JAKARTA– Jajaran penegak hukum khususnya kepolisisan harus bertindak tegas terhadap pelaku kampanye hitam (black campagne), fitnah, menghasut, SARA dan penyebaran kebencian untuk menyudutkan calon tertentu pada Pemilihan Kepala Daerah (Pilkada) serentak 15 Pebruari 2017.
Hal itu dikatakan anggota Komisi III DPR RI, Masinton Pasaribu dalam acara dialetika demokrasi ‘Ancaman Pidana Dalam Media Sosial Jelang Pilkada Serentak 2017’ bersama Analis Kebijakan Madya Devisi Humas Polri Kombes Pol Rikwanto dan Direktur Eksekutif IndoBarometer Muhammad Qodari di Press Room DPR RI Jakarta, Kamis (29/9).
Kepolisian harus bertindak tegas terhadap pelanggar. “Jangan sampai ada pasal-pasal karet, sehingga polisi tidak bisa bertindak.

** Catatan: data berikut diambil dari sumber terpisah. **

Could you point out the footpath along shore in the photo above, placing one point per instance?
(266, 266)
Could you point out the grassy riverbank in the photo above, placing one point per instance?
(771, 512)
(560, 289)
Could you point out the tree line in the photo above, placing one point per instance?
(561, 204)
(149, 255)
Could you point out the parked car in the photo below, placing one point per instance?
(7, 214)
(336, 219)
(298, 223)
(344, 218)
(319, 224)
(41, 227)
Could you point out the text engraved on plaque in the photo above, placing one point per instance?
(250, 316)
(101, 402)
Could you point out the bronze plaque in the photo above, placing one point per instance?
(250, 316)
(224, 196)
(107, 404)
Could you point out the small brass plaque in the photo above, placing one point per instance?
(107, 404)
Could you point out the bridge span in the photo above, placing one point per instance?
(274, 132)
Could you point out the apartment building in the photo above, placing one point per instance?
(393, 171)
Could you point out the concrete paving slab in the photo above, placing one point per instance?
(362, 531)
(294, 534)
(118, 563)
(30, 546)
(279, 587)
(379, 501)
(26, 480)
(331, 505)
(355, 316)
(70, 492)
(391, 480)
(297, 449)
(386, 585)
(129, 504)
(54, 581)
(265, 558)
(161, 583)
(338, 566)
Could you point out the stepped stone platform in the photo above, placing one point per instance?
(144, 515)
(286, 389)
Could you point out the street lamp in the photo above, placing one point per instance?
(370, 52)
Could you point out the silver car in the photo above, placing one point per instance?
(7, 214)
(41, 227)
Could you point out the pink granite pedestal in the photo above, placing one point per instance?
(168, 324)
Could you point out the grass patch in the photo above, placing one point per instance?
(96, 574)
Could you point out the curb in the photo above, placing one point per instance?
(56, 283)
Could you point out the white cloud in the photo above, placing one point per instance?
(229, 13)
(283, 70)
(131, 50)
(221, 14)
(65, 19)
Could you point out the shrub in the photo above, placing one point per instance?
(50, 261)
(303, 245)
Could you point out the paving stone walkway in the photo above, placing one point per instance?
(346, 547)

Dengan bertindak tegas, dapat meminimalisir konflik dan keresahan masyarakat. Seperti yang terjadi di Tanjung Balai, Sumatera Utara, dan daerah lain,” tegas Masinton.
Dikatakan, kita tidak bisa menghindari canggih dan pesatnya perkembangan teknologi belakangan ini. Walau begitu, tetap harus ada etika, keadaban, persatuan bangsa, kebhinnekaan, keragaman dan NKRI.
Media sosial, kata dia, siapapun penggunanya selama ada pelanggaran hukum positif, pencemaran nama baik, hukum harus ditegakkan. Apalagi Polri kerjasama dengan facebook, twitter, WhatsAp dan lain-lain untuk mengawasi. “Jadi, Polri harus mengawasi medsos yang menyebarkan kebencian, fitnah, dan menyudutkan orang tertentu, dan apalagi bukan produk jurnalistik.”
Pada kesempatan serupa, Rikwanto mengakui perkembangan medsos itu luar biasa, dan pentafsirannya juga luar biasa. Karena itu Surat Edaran (SE) No.6/2015 khusus untuk internal, agar polisi mempunyai pedoman menjelang Pilkada.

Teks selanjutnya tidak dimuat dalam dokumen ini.